Kelly and Bloomberg: Dispute or Charade?
      May 28, 2007
      Are Police Commissioner Ray Kelly and Mayor Michael Bloomberg in dispute
        over the city’s labor practice of  “pattern bargaining,” or
        is theirs an orchestrated charade? 
      In an extraordinary moment at a city council hearing this week, Kelly
        suggested the city end its most cherished, century-old labor practice — through
        which it has kept its municipal unions hitched to each other by forcing
        them all to accept similar contract terms. 
      Bloomberg immediately scotched Kelly’s idea.

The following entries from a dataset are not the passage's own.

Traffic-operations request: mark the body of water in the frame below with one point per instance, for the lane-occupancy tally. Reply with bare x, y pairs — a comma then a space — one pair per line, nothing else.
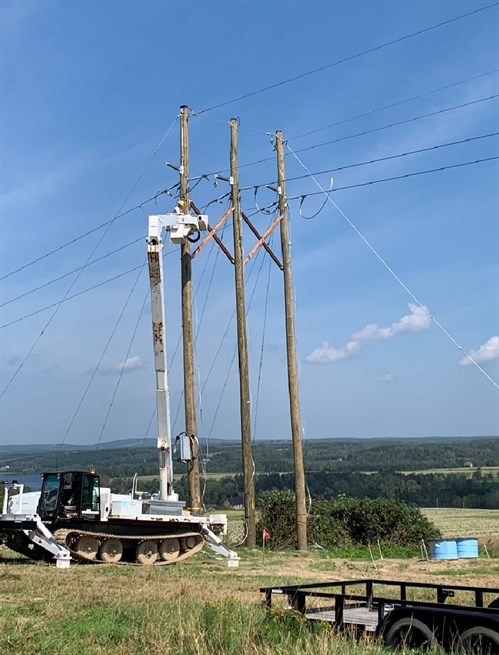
34, 482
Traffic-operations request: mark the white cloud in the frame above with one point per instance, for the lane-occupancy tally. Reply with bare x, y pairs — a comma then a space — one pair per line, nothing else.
485, 353
129, 365
327, 354
418, 319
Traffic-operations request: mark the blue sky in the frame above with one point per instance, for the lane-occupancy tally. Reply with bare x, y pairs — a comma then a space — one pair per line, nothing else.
89, 90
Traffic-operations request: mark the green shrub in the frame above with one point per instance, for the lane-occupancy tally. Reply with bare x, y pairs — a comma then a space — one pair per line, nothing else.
345, 521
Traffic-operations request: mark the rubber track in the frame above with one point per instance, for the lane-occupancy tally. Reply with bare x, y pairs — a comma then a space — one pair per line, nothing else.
62, 534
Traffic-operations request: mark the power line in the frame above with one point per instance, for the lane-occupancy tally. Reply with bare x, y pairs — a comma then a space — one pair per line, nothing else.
103, 353
397, 123
122, 369
67, 298
390, 179
358, 134
75, 270
393, 104
276, 85
380, 159
85, 234
390, 270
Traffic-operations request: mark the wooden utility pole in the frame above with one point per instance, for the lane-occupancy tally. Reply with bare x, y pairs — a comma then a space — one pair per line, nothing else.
242, 342
187, 331
294, 400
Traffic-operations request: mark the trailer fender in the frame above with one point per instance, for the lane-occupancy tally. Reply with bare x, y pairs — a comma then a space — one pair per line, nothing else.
409, 632
479, 639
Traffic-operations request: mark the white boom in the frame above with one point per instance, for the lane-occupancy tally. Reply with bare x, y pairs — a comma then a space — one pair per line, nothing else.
181, 227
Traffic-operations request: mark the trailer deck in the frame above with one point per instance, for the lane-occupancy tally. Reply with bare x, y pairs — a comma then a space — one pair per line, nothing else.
394, 609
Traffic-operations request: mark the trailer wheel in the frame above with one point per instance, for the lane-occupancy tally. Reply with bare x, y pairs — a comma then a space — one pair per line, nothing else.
111, 551
169, 549
146, 552
410, 633
479, 641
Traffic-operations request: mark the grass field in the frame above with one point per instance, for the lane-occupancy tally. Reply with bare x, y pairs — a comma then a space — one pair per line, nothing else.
469, 472
199, 607
456, 522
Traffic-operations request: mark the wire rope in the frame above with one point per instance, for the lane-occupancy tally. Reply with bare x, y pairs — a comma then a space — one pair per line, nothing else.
75, 270
89, 258
102, 355
122, 370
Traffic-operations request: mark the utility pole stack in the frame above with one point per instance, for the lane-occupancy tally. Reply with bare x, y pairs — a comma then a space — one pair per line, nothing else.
187, 330
294, 401
242, 343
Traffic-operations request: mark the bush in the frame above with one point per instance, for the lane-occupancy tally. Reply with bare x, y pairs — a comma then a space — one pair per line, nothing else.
344, 521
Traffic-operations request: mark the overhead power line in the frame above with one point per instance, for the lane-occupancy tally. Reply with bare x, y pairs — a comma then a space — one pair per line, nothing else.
343, 60
67, 298
391, 179
85, 234
397, 123
378, 159
393, 104
359, 134
392, 272
75, 270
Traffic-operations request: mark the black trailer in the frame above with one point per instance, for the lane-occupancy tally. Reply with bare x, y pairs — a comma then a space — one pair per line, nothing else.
398, 614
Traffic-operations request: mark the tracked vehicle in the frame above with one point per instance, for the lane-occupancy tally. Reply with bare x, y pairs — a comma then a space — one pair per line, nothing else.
73, 517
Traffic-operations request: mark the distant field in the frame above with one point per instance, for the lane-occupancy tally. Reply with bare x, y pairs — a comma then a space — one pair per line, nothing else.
456, 522
494, 470
210, 476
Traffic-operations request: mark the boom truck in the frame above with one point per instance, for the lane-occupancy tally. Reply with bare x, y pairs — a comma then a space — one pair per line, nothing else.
74, 518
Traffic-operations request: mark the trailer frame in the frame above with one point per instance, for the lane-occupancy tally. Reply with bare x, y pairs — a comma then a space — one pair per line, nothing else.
392, 618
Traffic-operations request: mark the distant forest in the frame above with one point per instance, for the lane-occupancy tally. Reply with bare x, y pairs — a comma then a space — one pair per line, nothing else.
362, 468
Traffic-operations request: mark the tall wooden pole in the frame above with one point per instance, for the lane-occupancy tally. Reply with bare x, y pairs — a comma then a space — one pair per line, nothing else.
294, 400
242, 343
187, 331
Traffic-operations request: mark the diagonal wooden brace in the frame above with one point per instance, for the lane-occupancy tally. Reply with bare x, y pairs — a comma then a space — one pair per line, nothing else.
212, 234
261, 242
264, 244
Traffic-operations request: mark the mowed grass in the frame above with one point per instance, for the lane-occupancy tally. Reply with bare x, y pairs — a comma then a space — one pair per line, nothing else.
457, 522
466, 470
197, 608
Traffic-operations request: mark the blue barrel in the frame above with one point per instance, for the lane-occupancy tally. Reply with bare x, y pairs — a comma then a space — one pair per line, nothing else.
443, 549
467, 547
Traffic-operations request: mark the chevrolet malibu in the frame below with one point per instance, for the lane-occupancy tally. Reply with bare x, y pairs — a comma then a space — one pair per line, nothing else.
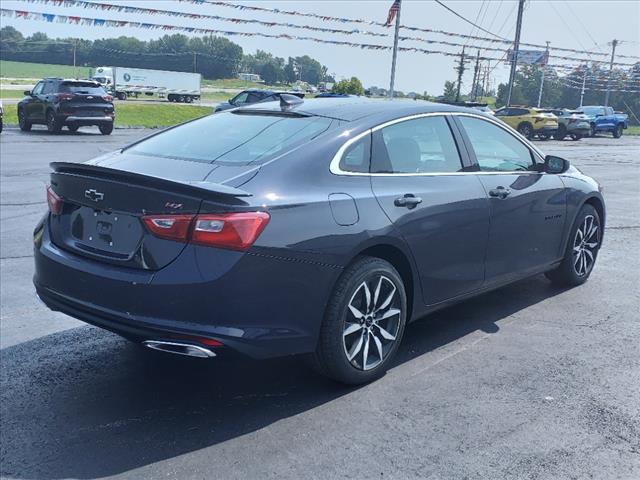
316, 227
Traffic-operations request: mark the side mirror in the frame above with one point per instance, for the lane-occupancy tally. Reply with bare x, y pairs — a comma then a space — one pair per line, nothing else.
553, 164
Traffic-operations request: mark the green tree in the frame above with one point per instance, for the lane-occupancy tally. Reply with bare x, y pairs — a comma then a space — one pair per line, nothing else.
449, 94
349, 87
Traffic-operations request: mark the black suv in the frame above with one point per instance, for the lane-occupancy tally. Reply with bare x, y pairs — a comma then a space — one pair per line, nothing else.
56, 102
253, 95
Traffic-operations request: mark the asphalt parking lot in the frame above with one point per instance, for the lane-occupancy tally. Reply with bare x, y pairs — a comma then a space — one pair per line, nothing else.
527, 382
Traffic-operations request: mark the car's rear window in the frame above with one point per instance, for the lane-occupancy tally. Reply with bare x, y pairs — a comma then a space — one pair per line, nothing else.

      Undeterred, Kelly days later allowed the NYPD’s Chief of Personnel
        Rafael Pineiro to announce that the next recruiting class numbered 800 — two-thirds
        short of the department’s goal of 2,400 officers.
      Everyone in New York City agrees on the reason for this shortfall: the
        failure of the city and the Patrolmen’s Benevolent Association
        to come to a contract agreement. The result was an arbitration panel
        that cut rookie salaries 27 per cent to $25,100.
      Unless the stalemate is resolved in a new contract, Pineiro said, the
        following class will be even smaller.
      Would Pineiro — who hasn’t been seen or heard from in years — have
        made such remarks without Kelly’s blessing? Any more than Kelly
        would have called for an end to pattern bargaining without the mayor’s
        blessing?
      Those who know Kelly say he is too canny and disciplined to publicly
        disagree with the mayor — who has literally allowed him to run
        the department with no accountability — unless the disagreement
        is pre-arranged. 
      (The sole exception has been Kelly’s criticism of Rudy Giuliani
        for his role in 9/11, which Bloomberg also immediately scotched. But
        considering Bloomberg’s apparent presidential ambitions, one might
        dare to think that even Kelly’s criticism of Rudy was pre-arranged.)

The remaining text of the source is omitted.